Posted by matthewwuillemin, dubai, UAE on 12 November 2008 at 11:43 UAE time
I agree with the comments above - I see that Lloyds are not lending for apartments now due to credit crunch. Multi plex and lend lease have laid off significant numbers of staff etc etc..Even EK profits down 89% ( but based on oil costs at 120 per barrel which are now down to 60/bl. So should improve the next six.
However, the beauty of DXB is that there are 1.2 billion indians living down the road that mostly want to get out of the place -
So I think that demand will continue somewhat with Satwa being closed down etc _ I know that folks are three to a room n International city for example.. So the merry go round will stop for a while but eventually it should pick up and resume a normal market gain once speculators leave the market. like Jeble ali palm prices down 40% and back to prices two years ago.. Rents are still strong in the mid price market... but I can see why so many real estate agents are nervous!! lets see what happens in the next year or so...make sure you have some cash to ride out the storm!!
Posted by Paul, Dubai, UAE on 11 November 2008 at 13:18 UAE time
The ability of the UAE government to manage the supply is always brought up by those who believe a crash in UAE property can be avoided by such measures.

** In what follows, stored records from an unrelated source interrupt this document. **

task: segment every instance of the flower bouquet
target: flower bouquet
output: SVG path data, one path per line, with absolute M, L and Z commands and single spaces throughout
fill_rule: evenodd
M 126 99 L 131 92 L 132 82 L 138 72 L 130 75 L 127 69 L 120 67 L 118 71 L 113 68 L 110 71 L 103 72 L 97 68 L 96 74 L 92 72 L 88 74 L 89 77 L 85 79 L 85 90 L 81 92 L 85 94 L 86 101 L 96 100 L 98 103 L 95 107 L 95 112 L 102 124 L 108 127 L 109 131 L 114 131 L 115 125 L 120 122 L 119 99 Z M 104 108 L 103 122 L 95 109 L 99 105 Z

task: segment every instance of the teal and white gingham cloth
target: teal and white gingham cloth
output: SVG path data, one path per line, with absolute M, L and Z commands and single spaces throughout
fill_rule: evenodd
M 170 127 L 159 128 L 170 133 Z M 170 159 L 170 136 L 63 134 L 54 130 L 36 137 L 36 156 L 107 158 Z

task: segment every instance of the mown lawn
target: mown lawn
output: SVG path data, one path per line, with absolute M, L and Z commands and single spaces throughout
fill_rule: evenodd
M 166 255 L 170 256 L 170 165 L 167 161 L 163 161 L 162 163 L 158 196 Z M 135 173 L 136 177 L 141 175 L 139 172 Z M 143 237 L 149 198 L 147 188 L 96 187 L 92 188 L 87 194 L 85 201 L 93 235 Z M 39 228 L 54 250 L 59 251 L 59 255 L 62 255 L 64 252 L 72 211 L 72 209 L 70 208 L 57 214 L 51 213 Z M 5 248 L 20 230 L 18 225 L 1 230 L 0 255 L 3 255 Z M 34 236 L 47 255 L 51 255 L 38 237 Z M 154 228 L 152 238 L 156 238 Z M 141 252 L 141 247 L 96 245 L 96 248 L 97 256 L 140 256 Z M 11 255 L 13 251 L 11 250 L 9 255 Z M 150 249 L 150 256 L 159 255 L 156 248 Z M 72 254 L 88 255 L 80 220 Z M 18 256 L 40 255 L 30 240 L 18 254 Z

The problem is that without continued construction, the population will shrink quite rapidly as the huge numbers employed by the industry have no choice but to leave. So the UAE can try to manage new projects all it wants, all that does is kill the job market and ensure that even the existing housing stock is far more than is necessary to maintain prices.
They really have no easy way out - no one will lend them money to keep building because if they do the excess supply will kill prices. But if they stop building, the hit to the job market will cause the population to shrink and kill prices. Either way, a big crash is unavoidable.